Long hot summer

Camels in Wentwood Reservoir, South Wales, 1976
I have very fond memories of the summer of '76 - that summer of scorching temperatures that seemed to go on and on and on. As the summer drew to an end and school beckoned in September, my best friend and I decided something had to be done about the drought, and performed a rain dance. Very impressively within 5 minutes of starting whooping and hollering the heavens opened and we got soaked. There's nothing like being 10 years old for making you feel (just occasionally) godlike.

Coincidentally I also spent part of the summer of '76 on the Isle of Wight, which is very appropriate as that is the setting for Isabel Ashdown's novel Summer of '76. It's an endearing, sometimes comical coming-of-age story. Luke and his kid sister Kitty have been brought up on the island by their schoolteacher dad and housewife mum. They seem to be the epitome of a stable middle-class family; but as Luke prepares to leave school and the summer gets ever hotter, cracks start to appear within the family. And when Luke and his best mate, Martin, accidentally unleash a tide of gossip on the island, life will never be quite the same again.

Summer of '76 is a wonderful evocation of the period. Ashdown's detail is superb, and I was swept back to a period of which I have very happy memories. The young people and children are beautifully portrayed, as are the stresses and strains in the Woolf's marriage (think Abigail's party on steroids). Ashdown looks back lovingly to the era, but the novel, I think, also asks you to look back, and be thankful for where we are now. The medical and social advances that have been made since the 1970s would have made a huge difference to the novel if it had been set in the present day.

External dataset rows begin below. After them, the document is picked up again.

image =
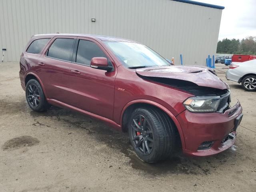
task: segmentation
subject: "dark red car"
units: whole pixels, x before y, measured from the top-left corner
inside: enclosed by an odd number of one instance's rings
[[[230,105],[228,86],[206,67],[171,66],[142,44],[111,37],[32,36],[20,62],[30,107],[49,104],[80,112],[128,131],[148,162],[183,152],[208,156],[235,142],[242,118]]]
[[[233,63],[244,62],[245,61],[256,59],[256,55],[233,55],[232,61]]]

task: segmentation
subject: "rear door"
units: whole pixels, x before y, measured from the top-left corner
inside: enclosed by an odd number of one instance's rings
[[[39,59],[39,75],[49,98],[69,102],[68,84],[76,37],[56,36],[49,43]]]
[[[107,58],[114,70],[107,72],[90,67],[93,57]],[[117,69],[103,47],[90,38],[78,38],[69,79],[73,106],[112,119]]]

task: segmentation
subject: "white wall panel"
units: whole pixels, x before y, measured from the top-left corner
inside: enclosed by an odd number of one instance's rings
[[[0,48],[18,61],[35,34],[85,33],[130,39],[166,58],[204,65],[216,53],[222,10],[171,0],[0,0]],[[96,22],[92,22],[92,18]]]

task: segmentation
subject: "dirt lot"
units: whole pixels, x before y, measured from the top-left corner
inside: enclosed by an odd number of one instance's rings
[[[67,110],[32,111],[19,70],[18,62],[0,64],[0,191],[256,191],[256,92],[227,81],[244,114],[231,148],[148,164],[126,134]]]

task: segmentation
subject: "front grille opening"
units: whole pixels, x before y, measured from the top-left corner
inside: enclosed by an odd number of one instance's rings
[[[220,101],[217,109],[217,112],[222,113],[228,108],[228,105],[230,102],[230,92],[221,96]]]
[[[205,141],[199,145],[198,150],[205,150],[210,149],[212,147],[213,144],[213,141]]]
[[[228,134],[228,135],[226,137],[225,137],[225,138],[224,138],[224,139],[223,139],[223,140],[222,141],[221,141],[221,143],[222,143],[222,144],[224,144],[225,142],[227,141],[229,139],[234,139],[234,137],[232,134],[232,132],[231,132],[230,133]]]

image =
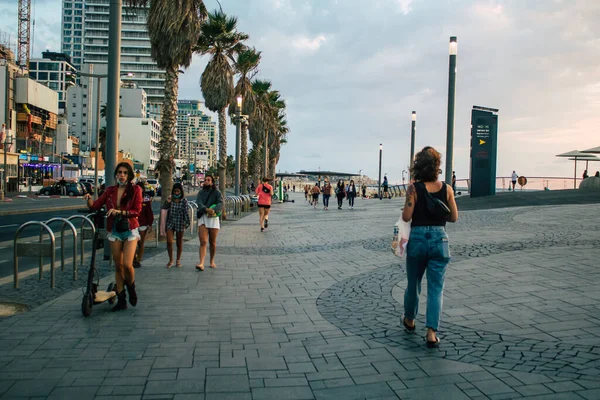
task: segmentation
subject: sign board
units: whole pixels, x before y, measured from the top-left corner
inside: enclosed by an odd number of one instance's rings
[[[496,111],[482,107],[474,107],[471,111],[471,197],[496,194]]]

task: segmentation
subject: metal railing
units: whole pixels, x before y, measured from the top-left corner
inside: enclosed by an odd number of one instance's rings
[[[28,226],[40,227],[40,240],[38,243],[19,243],[19,233]],[[50,243],[44,243],[44,230],[50,237]],[[19,257],[39,257],[39,277],[44,277],[44,256],[50,257],[50,287],[54,289],[54,263],[56,261],[56,241],[52,229],[41,221],[30,221],[22,224],[15,232],[14,239],[14,287],[19,288]]]

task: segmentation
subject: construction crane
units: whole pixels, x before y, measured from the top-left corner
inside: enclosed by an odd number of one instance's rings
[[[17,64],[29,69],[29,39],[31,30],[31,0],[19,0],[19,38],[17,43]]]

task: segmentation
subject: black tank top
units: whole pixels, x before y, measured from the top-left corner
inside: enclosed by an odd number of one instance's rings
[[[429,194],[448,205],[448,193],[446,192],[446,188],[447,185],[444,183],[439,191]],[[427,196],[425,192],[427,191],[427,188],[425,187],[425,183],[416,182],[415,189],[417,191],[417,203],[415,204],[413,219],[410,226],[446,226],[445,219],[437,219],[427,211],[425,205],[425,196]]]

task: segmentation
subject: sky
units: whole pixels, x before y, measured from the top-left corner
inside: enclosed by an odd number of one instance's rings
[[[14,36],[16,0],[0,0]],[[33,0],[34,56],[60,49],[60,0]],[[212,10],[216,0],[205,0]],[[287,101],[291,129],[278,171],[362,170],[400,182],[416,149],[446,148],[448,41],[458,37],[454,169],[469,175],[473,105],[499,109],[498,176],[572,176],[555,155],[600,146],[600,1],[221,0],[259,77]],[[14,24],[9,24],[14,21]],[[202,99],[208,59],[194,57],[180,98]],[[228,152],[235,129],[228,125]],[[592,163],[593,164],[593,163]],[[600,169],[600,163],[590,169]],[[443,161],[443,166],[445,161]],[[583,164],[580,165],[580,169]]]

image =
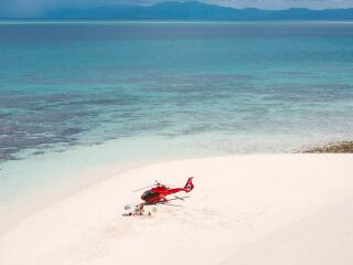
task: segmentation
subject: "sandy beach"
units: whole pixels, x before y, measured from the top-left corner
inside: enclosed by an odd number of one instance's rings
[[[0,264],[353,264],[352,165],[352,155],[298,153],[137,168],[21,220],[0,237]],[[132,190],[191,176],[182,206],[124,215],[140,201]]]

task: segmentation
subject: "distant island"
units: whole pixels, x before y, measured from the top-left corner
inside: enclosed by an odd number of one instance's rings
[[[11,18],[10,18],[11,19]],[[15,19],[15,18],[14,18]],[[235,9],[197,1],[161,2],[153,6],[110,6],[90,9],[56,8],[43,10],[30,19],[114,19],[114,20],[192,20],[192,21],[296,21],[353,20],[351,9]]]

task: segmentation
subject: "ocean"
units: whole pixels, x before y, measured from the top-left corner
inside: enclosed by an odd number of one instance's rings
[[[352,131],[353,22],[0,22],[0,209],[87,167]]]

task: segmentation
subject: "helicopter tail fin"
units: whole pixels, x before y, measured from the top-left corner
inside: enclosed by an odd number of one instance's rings
[[[190,192],[190,191],[192,191],[194,189],[194,184],[192,183],[192,179],[193,179],[193,177],[190,177],[188,179],[188,182],[186,182],[185,187],[184,187],[186,192]]]

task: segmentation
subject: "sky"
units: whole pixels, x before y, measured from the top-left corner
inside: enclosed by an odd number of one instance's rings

Perhaps the lesson here is to be thankful for what we had (if the memories are happy - there are going to be contrasting memories for both Luke and Martin), but also to realise that there is always room to improve. This is reflected in a small way in the lives of Luke and his friends, but can also be set in a wider social context.

I thoroughly enjoyed this tale of the swinging '70s, and have marked Isabel Ashdown as a writer to look out for.